Deliverability Basics: How to Make Sure Your Emails Reach Inboxes
18 July, 2025
7 min read

You can write the perfect cold email — but if it lands in spam, no one sees it. Email deliverability is about making sure your email actually shows up in your prospect’s inbox.
Think of it like deployment: your message needs the right setup to “run” in someone else’s inbox without getting blocked. Here are the key things to get right.
1. Set Up SPF, DKIM (and maybe DMARC)
These are email authentication settings. They sound technical, but most domain providers and email platforms walk you through them.
SPF tells email servers which platforms are allowed to send from your domain.
DKIM adds a signature to prove the email hasn’t been faked or tampered with.
DMARC gives receiving servers a policy (e.g. reject messages that fail SPF/DKIM).
Without these, your emails may show up as “via xyz.com” or get flagged as suspicious. Set them up before sending any volume. It’s a one-time DNS update.
Bonus: if you’re using email tracking (opens, clicks), set up a custom tracking domain too — don’t use the default one from your tool, or it might get flagged.
2. Warm Up Your Domain
If your email account is new (or unused), don’t start by blasting 200 emails on day one.
Instead, start slow:
Week 1: Send 5–10 emails/day to friendly contacts who will reply
Week 2: Gradually increase to 30–50/day
Week 3+: Work toward your target volume
There are tools like Lemwarm or Mailreach that automate this — they simulate back-and-forth replies with other accounts to train providers to trust you. That warm-up phase builds credibility with Gmail, Outlook, etc.
3. Keep Your Email List Clean
High bounce rates kill your reputation. Aim for <2%. That means:
Always verify emails before you send
Don’t buy shady lists
Use tools like NeverBounce or Bouncer to clean your contacts
Remove unsubscribes or “not interested” replies from your list
One hard bounce won’t hurt. But if you send to 100 people and 20 bounce? That’s a problem — and mail providers will notice.
Also, always include an unsubscribe link in bulk outreach. It’s legally required in many places, and helps avoid spam complaints.
4. Write Like a Human
Spam filters look at your email content too.
Avoid:
ALL CAPS SUBJECTS
Too many exclamation marks
“FREE” or other promo-style words
Bit.ly links or random tracking URLs
Heavy HTML or banners
Use simple text, short sentences, and plain links. Think of it as a real email to a person — not a marketing blast.

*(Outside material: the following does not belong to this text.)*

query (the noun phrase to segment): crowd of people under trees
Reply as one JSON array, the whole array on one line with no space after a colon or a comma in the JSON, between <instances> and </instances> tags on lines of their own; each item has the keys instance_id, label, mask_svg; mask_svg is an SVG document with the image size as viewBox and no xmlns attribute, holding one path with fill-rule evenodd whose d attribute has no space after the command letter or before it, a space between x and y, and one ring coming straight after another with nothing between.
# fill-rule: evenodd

Also avoid attachments in cold emails. If you want to share a deck or PDF, wait until someone replies.
5. Respect Sending Limits
Each email service has daily limits — usually 500–2,000/day per inbox. Stay well below that, especially early on. If you scale, consider rotating across multiple inboxes or domains.
And monitor your domain health. Tools like MXToolbox can tell you if you’re on a blacklist or if there are setup issues.
FuseAI Can Help
Managing all this manually is a lot. Tools like FuseAI can automate warm-ups, monitor bounce rates, and rotate senders. It might even suggest email content tweaks to avoid spam triggers or track how deliverability changes over time.
If you're using FuseAI, make sure authentication and warm-up are built into your setup. That way, you focus on outreach — not email plumbing.
Final Takeaway
Deliverability is invisible — until it breaks. And by then, it’s often too late.
Do these four things:
Authenticate (SPF, DKIM, etc.)
Warm up slowly
Clean your list
Write real emails, not spam
The best cold email is the one that gets delivered. Get this right, and your GTM motion will have a solid foundation from day one.